Mais un nul suffit...

R.D. : Un nul peut suffire, ça change la donne, c'est mieux, mais on n'est pas Italiens, on ne part pas pour faire un nul mais dans l'idée de gagner ce match en Ukraine.

Vous avez pourtant déjà joué le nul à San Siro...

R.D. : Non, c'est l'Italie qui l'a joué.

Il y a un risque à penser qu'un nul suffit ?

R.D. : L'incertitude crée toujours les problèmes. Quand on sait qu'il faut gagner, c'est simple. Il ne faut pas de fissures. Il faut pousser tout le monde. Que tous soient au diapason.

Vous avez peur d'un excès de confiance ?

R.D. : C'est un souci récurrent. On nous avait dit que c'était fait, qu'on était qualifiés avant l'Italie, avant l'Ecosse, au début de la compétition. Mais attention, ce n'est pas fait. Mercredi contre la Lituanie, on a fait ce qu'il fallait. Le mois qui vient va servir à ça: rappeler que rien n'est fait.

Vous ne croyez pas à une victoire de l'Italie en Ecosse ?

R.D. : Un nul, les Italiens, ils savent faire. Si j'ai "100 balles" à mettre, je les mets sur un nul pour ce match.

Les matches aux Féroé et contre la Lituanie permettent de dégager une équipe pour la suite ?

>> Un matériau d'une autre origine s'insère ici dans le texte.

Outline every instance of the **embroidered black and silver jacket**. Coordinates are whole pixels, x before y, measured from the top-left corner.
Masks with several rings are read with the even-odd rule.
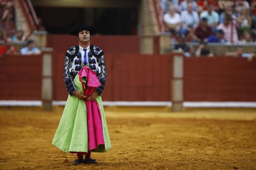
[[[82,68],[82,56],[79,47],[75,45],[70,47],[65,55],[63,76],[66,88],[70,96],[73,95],[74,92],[77,90],[73,80]],[[101,95],[107,78],[104,53],[99,47],[90,45],[88,57],[89,66],[96,72],[101,84],[101,86],[96,88],[96,91]]]

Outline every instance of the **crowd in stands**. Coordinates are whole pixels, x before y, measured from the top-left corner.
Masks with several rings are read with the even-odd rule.
[[[10,23],[14,23],[14,1],[3,0],[0,2],[0,41],[4,44],[0,46],[0,57],[5,55],[31,55],[41,53],[36,47],[34,40],[27,39],[22,30],[15,31],[14,35],[7,33],[6,30],[11,29]],[[26,47],[18,51],[14,43],[22,42],[26,44]]]
[[[208,42],[256,43],[256,0],[162,1],[164,20],[171,33],[172,42],[200,43],[193,53],[196,56],[202,51],[201,54],[212,55],[209,50],[204,50]],[[177,48],[174,45],[173,48]],[[191,48],[184,50],[188,56]]]

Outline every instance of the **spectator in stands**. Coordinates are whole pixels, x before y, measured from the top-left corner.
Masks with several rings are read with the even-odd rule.
[[[179,5],[179,10],[181,12],[187,10],[188,4],[192,3],[192,10],[195,11],[197,11],[198,5],[196,2],[193,0],[184,0]]]
[[[0,47],[0,55],[17,54],[16,47],[12,45],[12,39],[7,38],[5,40],[5,44]]]
[[[219,13],[224,11],[228,7],[232,7],[234,5],[232,0],[218,0],[218,6]]]
[[[225,11],[220,15],[220,23],[223,24],[224,22],[224,16],[227,15],[231,17],[233,19],[236,20],[237,18],[237,15],[233,12],[233,7],[231,6],[228,6]]]
[[[16,31],[16,34],[12,37],[13,42],[20,42],[23,41],[22,37],[23,35],[23,31],[22,30],[19,30]]]
[[[186,36],[186,42],[198,42],[198,39],[196,36],[195,34],[194,30],[191,29],[189,31]],[[200,40],[199,40],[200,42]]]
[[[188,9],[183,11],[181,15],[181,27],[180,34],[186,34],[196,28],[199,23],[198,14],[193,10],[193,5],[192,3],[188,4]]]
[[[22,55],[38,54],[41,51],[36,47],[36,42],[33,40],[29,40],[27,43],[27,47],[20,49],[20,54]]]
[[[179,43],[175,44],[172,47],[172,50],[183,51],[184,55],[187,57],[191,57],[194,54],[194,48],[191,45],[186,42],[186,36],[184,35],[181,35]]]
[[[239,24],[238,27],[240,32],[251,31],[252,21],[248,8],[245,7],[242,8],[236,20]]]
[[[223,30],[224,37],[227,41],[234,43],[238,42],[236,22],[230,16],[225,15],[224,23],[220,24],[217,29]]]
[[[208,0],[200,0],[197,1],[198,8],[197,11],[199,13],[201,13],[202,11],[207,10]]]
[[[189,47],[189,45],[186,42],[186,36],[184,34],[181,35],[178,44],[174,44],[172,47],[173,50],[178,50],[183,52],[187,51]]]
[[[208,41],[207,39],[205,39],[202,40],[196,52],[196,57],[213,56],[213,54],[209,48],[208,44]]]
[[[6,32],[3,28],[0,29],[0,40],[3,41],[6,38]]]
[[[169,29],[178,32],[181,21],[181,16],[179,13],[175,12],[176,10],[175,7],[171,6],[169,12],[164,15],[164,20]]]
[[[251,34],[247,31],[244,32],[241,41],[239,41],[239,44],[244,44],[253,42],[253,40]]]
[[[175,7],[176,9],[177,9],[179,7],[179,0],[171,0],[171,4],[172,6]]]
[[[214,11],[214,3],[212,1],[208,2],[207,10],[203,11],[200,14],[201,19],[205,17],[207,19],[208,24],[212,27],[213,32],[216,32],[216,27],[218,24],[219,15],[217,13]]]
[[[171,0],[162,0],[161,4],[162,8],[163,10],[165,12],[168,12],[169,9],[169,7],[171,4]]]
[[[185,57],[189,57],[194,55],[194,52],[193,46],[190,45],[184,51],[184,55]]]
[[[224,38],[224,32],[222,30],[217,30],[216,35],[213,35],[207,38],[209,42],[220,42],[224,43],[227,42]]]
[[[247,58],[248,61],[251,61],[253,58],[255,58],[255,54],[252,53],[246,53],[244,52],[244,49],[242,46],[237,47],[236,51],[234,52],[228,52],[225,54],[226,56],[232,56],[236,58]]]
[[[213,34],[212,29],[208,25],[207,18],[202,19],[201,24],[195,30],[195,34],[196,36],[197,41],[199,42]]]
[[[238,0],[236,2],[235,4],[236,5],[236,10],[239,13],[241,12],[244,7],[248,9],[250,8],[250,5],[246,0]]]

R.D. : Non, car il y aura une autre équipe en face, une autre adaptation sur le terrain. On évoluera en fonction de ce qui va se passer.

Et si on pense déjà à l'Euro, au mélange jeunes-expérimentés ?

R.D. : Sur une grande compétition, on a vu qu'une équipe de vieux souffre. Une équipe de jeunes souffre aussi, mais moins longtemps que les vieux, car les jeunes sont sortis avant. Il faut de la maturité pour ne pas s'enflammer, des jeunes pour s'enflammer. Mais pour le moment, nous ne sommes pas encore qualifiés.

A ce propos, vue l'accolade Thuram-Henry, on se dit que les vieux savaient l'importance de ce match contre la Lituanie...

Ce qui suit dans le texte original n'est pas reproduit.